Defective respiration and oxidative phosphorylation in muscle mitochondria of hamsters in the late stages of hereditary muscular dystrophy

Abstract

Skeletal muscle mitochondria were isolated from 33 dystrophic hamsters of the BIO 14.6 strain, aged 265 ± 13 (S.E.) days, by glass-on-glass homogenization in a sucrose–EDTA medium in the absence of the proteinase Nagarse. These organelles utilized O2 at half the normal rate with pyruvate/fumarate or palmitate as substrate in a manometric test system and exhibited decreased P/O ratios and phosphorylation rates with pyruvate/fumarate.
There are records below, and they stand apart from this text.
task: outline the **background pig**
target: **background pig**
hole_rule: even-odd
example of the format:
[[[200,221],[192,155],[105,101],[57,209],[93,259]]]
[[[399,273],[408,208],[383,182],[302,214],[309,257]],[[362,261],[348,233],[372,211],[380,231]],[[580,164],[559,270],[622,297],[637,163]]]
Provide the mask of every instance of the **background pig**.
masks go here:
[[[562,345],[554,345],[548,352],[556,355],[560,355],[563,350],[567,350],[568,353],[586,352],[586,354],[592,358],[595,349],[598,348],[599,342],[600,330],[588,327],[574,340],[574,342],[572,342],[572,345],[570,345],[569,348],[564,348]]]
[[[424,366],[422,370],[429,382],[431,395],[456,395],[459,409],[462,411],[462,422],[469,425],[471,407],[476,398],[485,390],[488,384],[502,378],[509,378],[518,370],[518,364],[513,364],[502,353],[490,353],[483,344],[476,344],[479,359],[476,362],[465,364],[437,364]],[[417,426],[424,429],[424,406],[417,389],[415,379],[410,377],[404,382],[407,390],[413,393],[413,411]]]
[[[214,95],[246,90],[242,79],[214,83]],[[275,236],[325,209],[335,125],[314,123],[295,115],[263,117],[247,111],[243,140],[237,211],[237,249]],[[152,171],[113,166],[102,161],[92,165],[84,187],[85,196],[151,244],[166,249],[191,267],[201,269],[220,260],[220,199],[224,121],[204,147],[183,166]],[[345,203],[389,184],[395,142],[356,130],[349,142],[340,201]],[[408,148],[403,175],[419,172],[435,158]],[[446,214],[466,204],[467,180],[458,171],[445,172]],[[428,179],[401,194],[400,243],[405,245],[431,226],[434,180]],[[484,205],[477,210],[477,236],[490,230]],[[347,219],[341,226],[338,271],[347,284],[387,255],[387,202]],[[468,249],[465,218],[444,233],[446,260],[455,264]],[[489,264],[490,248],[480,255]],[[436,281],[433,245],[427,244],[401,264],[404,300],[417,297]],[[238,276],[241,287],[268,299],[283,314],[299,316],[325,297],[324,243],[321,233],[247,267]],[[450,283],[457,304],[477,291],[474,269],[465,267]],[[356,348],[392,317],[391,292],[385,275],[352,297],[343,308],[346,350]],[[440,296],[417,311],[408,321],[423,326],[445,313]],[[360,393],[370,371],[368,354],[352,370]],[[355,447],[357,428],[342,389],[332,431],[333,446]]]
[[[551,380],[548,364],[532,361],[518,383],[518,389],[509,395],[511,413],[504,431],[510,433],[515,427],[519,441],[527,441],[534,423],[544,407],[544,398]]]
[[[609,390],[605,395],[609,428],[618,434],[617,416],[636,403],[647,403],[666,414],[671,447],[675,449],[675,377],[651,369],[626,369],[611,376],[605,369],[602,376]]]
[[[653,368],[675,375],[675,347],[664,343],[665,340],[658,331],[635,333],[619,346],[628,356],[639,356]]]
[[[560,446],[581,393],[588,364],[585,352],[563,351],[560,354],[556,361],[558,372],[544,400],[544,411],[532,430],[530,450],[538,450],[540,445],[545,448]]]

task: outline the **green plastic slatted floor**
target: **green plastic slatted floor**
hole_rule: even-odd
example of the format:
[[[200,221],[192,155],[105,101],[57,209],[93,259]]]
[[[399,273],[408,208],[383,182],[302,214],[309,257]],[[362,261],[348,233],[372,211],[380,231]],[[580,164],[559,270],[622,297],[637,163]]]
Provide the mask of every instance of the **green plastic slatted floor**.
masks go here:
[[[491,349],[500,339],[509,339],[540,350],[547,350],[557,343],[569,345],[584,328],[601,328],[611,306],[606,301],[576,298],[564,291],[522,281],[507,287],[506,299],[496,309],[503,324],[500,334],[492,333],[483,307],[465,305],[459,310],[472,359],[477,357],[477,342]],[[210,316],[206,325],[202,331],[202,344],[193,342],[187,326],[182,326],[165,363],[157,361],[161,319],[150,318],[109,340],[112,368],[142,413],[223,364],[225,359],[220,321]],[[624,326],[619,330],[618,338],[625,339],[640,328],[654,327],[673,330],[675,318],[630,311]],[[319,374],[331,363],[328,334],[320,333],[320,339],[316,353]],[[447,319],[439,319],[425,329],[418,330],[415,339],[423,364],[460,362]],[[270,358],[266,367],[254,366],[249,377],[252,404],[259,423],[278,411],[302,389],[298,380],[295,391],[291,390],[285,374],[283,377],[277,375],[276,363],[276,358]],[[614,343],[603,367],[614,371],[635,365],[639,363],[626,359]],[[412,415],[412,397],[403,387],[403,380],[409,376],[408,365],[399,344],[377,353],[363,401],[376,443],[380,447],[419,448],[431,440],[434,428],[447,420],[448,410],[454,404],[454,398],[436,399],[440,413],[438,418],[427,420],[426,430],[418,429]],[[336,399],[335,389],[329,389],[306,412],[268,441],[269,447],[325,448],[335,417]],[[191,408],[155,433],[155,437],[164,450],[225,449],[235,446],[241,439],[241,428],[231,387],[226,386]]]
In polarographic experiments the mitochondria from dystrophic muscle, supplemented with L-malate, had significantly depressed O2 uptake rates, respiratory control ratios, and phosphorylation rates with pyruvate, palmityl-L-carnitine, and acetyl-L-carnitine as substrates and low ADP/O ratios with pyruvate and palmityl-L-carnitine. Since the severity of the respiratory depression was similar with the three substrates, it appeared that the defect lay beyond acetyl-CoA in their common degradative pathway. Judging from the rapid rate of succinate and NADH oxidation, the respiratory chain was unimpaired. It was concluded that a defect was present in the tricarboxylic acid cycle of muscle mitochondria isolated without Nagarse from older dystrophic hamsters of the BIO 14.6 strain and that the defect was accompanied by a loose coupling of oxidative phosphorylation.